With a thought, she used her implant to send Toolman’s account number to Morgan’s man. She’d used it plenty of times before and Ibor stood close enough that she had no trouble hacking the com unit he was carrying.
“I just sent you the account number. Go find a booth. Wait until I signal. When my contact’s here you’ll pay him directly.”
“Yes ma’am.” He said it, sounding agreeable.
But the man behind him stepped forward and slapped Jupiter’s shoulder with the hypo-injector.
Jupiter never jumped. Never made a sound.
He’d been expecting it and he’d let it happen.
She hadn’t. She’d hoped for a moment more to explain herself.

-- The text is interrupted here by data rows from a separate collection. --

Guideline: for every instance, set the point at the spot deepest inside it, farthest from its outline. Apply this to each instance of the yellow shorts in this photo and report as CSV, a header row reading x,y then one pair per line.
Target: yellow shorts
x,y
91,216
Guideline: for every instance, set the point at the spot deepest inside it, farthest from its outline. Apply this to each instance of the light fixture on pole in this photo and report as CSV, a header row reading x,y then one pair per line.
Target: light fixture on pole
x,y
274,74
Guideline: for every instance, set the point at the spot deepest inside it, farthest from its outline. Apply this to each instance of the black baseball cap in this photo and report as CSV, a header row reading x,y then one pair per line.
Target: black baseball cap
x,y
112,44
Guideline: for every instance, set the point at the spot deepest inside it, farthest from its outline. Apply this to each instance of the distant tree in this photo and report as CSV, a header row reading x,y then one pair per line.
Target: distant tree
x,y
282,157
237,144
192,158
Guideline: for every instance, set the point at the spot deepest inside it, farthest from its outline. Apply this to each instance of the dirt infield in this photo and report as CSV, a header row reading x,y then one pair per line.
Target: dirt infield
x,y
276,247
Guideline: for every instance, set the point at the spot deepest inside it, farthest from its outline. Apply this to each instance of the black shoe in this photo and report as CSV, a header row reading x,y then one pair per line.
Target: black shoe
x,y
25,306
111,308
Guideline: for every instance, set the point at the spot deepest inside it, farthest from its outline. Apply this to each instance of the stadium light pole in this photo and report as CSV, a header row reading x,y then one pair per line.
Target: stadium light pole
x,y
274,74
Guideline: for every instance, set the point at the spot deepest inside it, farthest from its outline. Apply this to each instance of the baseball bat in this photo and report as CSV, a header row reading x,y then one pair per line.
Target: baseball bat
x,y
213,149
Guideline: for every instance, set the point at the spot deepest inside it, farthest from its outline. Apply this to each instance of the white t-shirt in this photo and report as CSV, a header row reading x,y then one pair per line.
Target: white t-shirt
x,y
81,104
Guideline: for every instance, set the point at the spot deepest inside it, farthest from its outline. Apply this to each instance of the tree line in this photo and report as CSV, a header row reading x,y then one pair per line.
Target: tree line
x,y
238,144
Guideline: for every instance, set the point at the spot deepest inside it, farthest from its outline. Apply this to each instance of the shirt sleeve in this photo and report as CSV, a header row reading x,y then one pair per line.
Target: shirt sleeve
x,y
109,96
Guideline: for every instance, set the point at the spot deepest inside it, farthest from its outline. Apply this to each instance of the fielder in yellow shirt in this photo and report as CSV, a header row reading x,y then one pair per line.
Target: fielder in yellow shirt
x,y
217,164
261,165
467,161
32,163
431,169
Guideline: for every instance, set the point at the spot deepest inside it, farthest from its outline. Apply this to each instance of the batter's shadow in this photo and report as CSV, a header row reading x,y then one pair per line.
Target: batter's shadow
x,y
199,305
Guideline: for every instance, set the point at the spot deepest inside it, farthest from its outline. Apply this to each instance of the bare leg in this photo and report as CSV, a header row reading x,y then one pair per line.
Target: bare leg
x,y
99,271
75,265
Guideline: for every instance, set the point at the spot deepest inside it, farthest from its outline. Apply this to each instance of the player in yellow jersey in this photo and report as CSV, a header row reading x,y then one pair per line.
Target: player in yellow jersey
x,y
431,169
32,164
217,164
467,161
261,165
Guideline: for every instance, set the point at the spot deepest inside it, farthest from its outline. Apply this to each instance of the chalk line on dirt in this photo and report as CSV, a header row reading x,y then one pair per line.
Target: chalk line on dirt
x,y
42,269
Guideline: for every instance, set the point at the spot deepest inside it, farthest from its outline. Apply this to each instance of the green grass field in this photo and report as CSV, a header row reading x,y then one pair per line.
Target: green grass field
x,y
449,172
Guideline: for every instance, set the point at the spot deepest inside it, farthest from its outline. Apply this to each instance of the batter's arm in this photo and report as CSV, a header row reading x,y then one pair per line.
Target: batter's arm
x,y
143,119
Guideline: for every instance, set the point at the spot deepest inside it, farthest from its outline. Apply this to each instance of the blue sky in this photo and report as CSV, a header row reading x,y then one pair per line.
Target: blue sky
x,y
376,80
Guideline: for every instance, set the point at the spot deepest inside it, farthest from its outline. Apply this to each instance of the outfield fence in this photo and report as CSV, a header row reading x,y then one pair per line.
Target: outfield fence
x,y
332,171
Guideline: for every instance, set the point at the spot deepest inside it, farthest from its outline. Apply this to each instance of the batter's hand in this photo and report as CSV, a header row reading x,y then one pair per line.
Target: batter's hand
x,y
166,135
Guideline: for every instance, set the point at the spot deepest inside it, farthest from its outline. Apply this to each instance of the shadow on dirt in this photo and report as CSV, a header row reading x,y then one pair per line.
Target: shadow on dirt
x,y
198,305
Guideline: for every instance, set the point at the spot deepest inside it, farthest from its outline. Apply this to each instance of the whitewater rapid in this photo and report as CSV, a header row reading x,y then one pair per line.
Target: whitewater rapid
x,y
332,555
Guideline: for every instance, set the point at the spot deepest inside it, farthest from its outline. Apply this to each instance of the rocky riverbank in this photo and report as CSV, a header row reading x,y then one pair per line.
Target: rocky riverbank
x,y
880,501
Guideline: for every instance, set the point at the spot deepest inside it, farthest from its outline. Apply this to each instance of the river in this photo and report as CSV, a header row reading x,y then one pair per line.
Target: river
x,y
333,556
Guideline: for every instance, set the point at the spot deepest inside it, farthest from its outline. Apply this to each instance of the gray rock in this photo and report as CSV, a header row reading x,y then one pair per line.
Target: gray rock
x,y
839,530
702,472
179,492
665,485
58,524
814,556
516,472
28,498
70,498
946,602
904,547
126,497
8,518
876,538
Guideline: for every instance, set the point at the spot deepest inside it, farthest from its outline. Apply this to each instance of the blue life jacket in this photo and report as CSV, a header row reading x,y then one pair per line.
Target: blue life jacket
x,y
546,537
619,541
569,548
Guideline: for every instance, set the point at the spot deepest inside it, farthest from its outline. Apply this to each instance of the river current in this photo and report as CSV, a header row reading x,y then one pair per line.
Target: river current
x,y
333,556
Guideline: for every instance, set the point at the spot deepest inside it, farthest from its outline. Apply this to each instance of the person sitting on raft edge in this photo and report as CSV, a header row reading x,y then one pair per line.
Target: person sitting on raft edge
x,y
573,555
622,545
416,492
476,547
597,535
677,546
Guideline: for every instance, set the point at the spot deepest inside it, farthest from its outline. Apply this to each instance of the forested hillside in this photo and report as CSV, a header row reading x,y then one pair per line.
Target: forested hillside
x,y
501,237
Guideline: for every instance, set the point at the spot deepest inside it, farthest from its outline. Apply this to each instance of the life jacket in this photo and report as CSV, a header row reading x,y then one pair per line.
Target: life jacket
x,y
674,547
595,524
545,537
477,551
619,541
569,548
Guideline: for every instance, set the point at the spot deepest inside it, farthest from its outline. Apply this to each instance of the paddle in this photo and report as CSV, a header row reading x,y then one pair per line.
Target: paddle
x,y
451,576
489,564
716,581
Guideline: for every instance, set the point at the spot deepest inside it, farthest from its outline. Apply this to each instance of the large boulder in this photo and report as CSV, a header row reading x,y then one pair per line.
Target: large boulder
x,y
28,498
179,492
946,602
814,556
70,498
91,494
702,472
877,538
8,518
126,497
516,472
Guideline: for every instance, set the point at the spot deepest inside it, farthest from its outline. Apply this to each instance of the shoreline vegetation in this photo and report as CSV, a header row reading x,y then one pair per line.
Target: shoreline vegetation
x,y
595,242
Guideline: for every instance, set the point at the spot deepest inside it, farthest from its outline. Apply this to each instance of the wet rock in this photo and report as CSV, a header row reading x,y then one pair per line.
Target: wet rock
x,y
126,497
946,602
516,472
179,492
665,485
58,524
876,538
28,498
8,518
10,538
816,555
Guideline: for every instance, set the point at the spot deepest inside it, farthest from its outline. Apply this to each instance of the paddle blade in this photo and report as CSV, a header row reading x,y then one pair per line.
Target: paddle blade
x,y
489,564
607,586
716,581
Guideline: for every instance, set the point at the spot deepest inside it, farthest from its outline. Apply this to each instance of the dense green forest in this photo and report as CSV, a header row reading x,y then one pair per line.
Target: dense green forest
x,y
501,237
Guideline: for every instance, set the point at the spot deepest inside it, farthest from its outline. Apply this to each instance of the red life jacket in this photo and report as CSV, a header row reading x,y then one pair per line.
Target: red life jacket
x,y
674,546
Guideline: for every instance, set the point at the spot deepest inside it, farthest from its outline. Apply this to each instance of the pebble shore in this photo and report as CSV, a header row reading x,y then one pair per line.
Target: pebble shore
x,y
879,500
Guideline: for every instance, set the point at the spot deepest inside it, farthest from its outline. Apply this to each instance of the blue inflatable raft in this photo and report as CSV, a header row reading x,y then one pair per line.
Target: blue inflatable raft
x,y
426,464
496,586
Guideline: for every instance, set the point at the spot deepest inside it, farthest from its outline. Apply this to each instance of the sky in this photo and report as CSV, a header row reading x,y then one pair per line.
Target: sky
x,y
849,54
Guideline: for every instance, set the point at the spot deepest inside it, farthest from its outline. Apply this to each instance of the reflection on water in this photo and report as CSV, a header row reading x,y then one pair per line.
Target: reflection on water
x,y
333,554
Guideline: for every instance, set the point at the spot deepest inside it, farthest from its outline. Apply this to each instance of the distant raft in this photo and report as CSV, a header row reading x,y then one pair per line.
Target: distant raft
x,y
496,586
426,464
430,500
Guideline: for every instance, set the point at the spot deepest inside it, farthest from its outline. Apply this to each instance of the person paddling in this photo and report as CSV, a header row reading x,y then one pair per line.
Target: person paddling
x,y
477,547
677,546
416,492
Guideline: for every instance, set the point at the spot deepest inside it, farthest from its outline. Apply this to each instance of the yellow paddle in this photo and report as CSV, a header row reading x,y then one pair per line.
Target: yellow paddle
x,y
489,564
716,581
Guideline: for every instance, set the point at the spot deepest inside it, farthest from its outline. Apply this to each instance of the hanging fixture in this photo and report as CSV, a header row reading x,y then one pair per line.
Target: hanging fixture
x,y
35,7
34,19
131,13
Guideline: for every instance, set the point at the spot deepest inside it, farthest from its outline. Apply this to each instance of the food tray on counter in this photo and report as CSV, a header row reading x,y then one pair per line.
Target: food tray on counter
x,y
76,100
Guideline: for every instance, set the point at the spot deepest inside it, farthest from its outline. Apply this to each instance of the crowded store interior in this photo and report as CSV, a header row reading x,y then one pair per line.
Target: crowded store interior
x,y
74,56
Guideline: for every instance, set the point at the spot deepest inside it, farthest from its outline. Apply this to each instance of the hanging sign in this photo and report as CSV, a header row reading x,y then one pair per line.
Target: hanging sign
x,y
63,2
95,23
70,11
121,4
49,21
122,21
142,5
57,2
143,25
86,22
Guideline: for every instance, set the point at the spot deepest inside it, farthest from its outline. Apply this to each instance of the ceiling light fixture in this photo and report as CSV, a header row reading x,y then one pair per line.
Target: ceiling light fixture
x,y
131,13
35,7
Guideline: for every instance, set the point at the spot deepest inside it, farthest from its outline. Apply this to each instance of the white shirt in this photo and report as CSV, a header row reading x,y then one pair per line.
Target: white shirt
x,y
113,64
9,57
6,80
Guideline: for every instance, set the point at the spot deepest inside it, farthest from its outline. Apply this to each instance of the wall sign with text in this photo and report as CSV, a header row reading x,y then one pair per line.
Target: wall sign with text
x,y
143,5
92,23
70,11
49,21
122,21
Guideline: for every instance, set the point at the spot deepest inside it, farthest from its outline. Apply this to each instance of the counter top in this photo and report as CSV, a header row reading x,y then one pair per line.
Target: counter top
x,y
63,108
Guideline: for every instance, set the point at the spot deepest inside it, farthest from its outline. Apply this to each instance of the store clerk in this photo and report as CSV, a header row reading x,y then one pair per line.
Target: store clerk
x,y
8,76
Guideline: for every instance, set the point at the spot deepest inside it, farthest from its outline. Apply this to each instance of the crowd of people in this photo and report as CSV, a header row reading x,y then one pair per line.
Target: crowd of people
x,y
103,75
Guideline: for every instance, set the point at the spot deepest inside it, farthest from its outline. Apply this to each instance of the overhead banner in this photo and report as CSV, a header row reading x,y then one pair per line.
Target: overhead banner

It had been foolish. It didn’t matter. When you betrayed someone, it never helped to make excuses.
Besides, he wasn’t hers. Never had been. So why did it hurt so damned much?
Jupiter slipped into unconsciousness and Ibor slid into the booth beside him, pushing him against the wall. It wouldn’t do for the whole restaurant to notice a man falling unconscious onto the bench seat.
“I’ll just sit here with you, keep you company until your contact arrives.” With a wave of his hand, he dismissed the other thug. “My friend will wait outside.”
Feeona pasted a smile on her face. “Sure. Why the hell not?” Her sense of control was slipping away, replaced by self-loathing and a burning rage at the universe.